赤なら『愛しています』とか『情熱』だったよな、確か。
白い薔薇の花言葉って何だったっけ…
受け取っちゃったよ。これ見た満や檸檬君から何を言われるやら…それ考えただけで疲れる。
上昇するエレベーターの浮遊感に頭と身体がついていかず、貧血みたいな感じになった。
おい、しっかりしろよ俊樹。
自分を鼓舞してみたものの、ため息をつきながら部屋に戻ると、檸檬君が大きな目を更に大きくして飛んできた。
「うわっ、凄っ。

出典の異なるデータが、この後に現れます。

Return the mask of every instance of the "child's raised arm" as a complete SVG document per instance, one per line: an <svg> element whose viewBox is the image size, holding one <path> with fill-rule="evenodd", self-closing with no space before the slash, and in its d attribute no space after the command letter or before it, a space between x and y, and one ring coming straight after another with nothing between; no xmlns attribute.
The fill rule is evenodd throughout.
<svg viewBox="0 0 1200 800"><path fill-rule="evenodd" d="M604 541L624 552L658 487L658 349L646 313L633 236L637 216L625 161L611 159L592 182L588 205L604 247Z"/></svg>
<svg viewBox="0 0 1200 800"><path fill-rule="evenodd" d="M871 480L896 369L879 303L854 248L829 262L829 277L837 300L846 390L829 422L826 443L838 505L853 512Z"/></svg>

豪華!綺麗…黒原さん、それどうしたんですか!?
まさか、社長宛!?」
「…いやいや、そうじゃない。心配しないで…」
「おっ、えらく豪華な花束だな。
俊樹、それ誰から?俺に、じゃないだろ?
真っ白な薔薇…へぇ……ふーん…」
満は思わせぶりに言葉を濁して、ニヤリと笑った。何だ?何が言いたい?
「…違いますよ。」
そんな満を一瞥して、持ち帰る気力もなかった俺はひと言だけ返し、花瓶にそれを生け替えた。
ぶわりと濃厚な香りが部屋に広がった。
「さーて、仕事、仕事。」
物言いたげな2人の視線を無視して、パソコンのキーを叩き始める。
あのニールのことだ。何かメッセージがあるはず。
仕事のフリをして、そっとググってみた。
(白い薔薇の花言葉、っと……え、何コレ…)
『純潔』
『私はあなたにふさわしい』
『深い尊敬』
『清純』
読んでいるうちに、青かった顔が怒りで熱を持ってきた。
「あんのクソ野郎っ!」
「え!?黒原さん、どうかされましたか!?」
心の声が思わず出てしまったらしい。
「いやいや檸檬君、何でもないよ。」
引き攣った笑みを返しながら、ぎりぎりと握る拳に力が入る。
『純潔』…純潔だとぉ!?ふざけんな!
ハッ…もしや満はこの意味を知って…
顔を上げたその時には、もう満の姿は社長室に消えていた。